As CPSF3 was originally described as a cleavage / polyadenylation factor, we asked whether the CPSF3-regulated exons could be the result of changes in alternative polyadenylation (APA) sites. Not unexpectedly, quantification of poly-A usage performed with QAPA [42] revealed hundreds of genes with APA events affected by Cpsf3 knockdown during reprogramming (277 genes) and, interestingly, also many genes with APA events affected by Hnrnpul1 knockdown (237 genes) (|∆∆PAU(shRNA–shSCR) ≥ 10). However, the overlap between the genes / exons whose AS or APA were affected by Cpsf3 or Hnrnpul1 knockdown was very limited (Additional file 1: Figures S6G-H), suggesting that the mechanisms by which CPSF3 and hnRNP UL1 regulate alternative splicing and 3′ end processing are distinct and independent.

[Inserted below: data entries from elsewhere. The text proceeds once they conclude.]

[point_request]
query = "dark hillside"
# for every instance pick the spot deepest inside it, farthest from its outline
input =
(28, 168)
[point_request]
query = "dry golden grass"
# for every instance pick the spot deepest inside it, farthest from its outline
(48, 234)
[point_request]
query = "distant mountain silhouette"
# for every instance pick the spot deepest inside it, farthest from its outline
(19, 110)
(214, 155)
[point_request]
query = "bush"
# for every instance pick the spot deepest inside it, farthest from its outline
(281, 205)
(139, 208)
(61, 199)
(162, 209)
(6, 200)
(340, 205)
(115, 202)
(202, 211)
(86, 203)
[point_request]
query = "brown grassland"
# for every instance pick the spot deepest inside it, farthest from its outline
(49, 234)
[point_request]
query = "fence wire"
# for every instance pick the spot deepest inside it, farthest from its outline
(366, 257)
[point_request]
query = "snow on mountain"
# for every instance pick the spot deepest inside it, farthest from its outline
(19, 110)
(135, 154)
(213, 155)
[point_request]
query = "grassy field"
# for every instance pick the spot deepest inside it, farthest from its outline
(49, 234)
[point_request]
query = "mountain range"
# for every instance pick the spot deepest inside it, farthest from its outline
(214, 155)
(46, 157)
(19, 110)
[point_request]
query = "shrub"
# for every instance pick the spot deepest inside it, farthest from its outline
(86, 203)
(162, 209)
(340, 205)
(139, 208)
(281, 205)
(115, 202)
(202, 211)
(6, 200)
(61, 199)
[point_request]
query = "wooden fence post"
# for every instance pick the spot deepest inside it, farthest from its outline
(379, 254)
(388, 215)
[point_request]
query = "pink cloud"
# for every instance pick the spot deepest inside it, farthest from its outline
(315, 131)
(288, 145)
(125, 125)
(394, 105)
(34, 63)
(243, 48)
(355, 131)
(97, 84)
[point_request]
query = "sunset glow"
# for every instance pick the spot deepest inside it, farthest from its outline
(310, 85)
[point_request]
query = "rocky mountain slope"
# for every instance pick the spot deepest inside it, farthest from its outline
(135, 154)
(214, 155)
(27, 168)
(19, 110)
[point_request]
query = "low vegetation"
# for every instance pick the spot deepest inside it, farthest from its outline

Taken together, these results suggest that the AS regulators TIA1, CPSF3, and hnRNP UL1 function in cell reprogramming through their activities on genes relevant for cell fate decisions. Moreover, CPSF3 and hnRNP UL1 act through a highly overlapping program of splicing changes, while TIA1 affects a different set of AS events. Distinct programs of AS and APA were associated with CPSF3 and hnRNP UL1.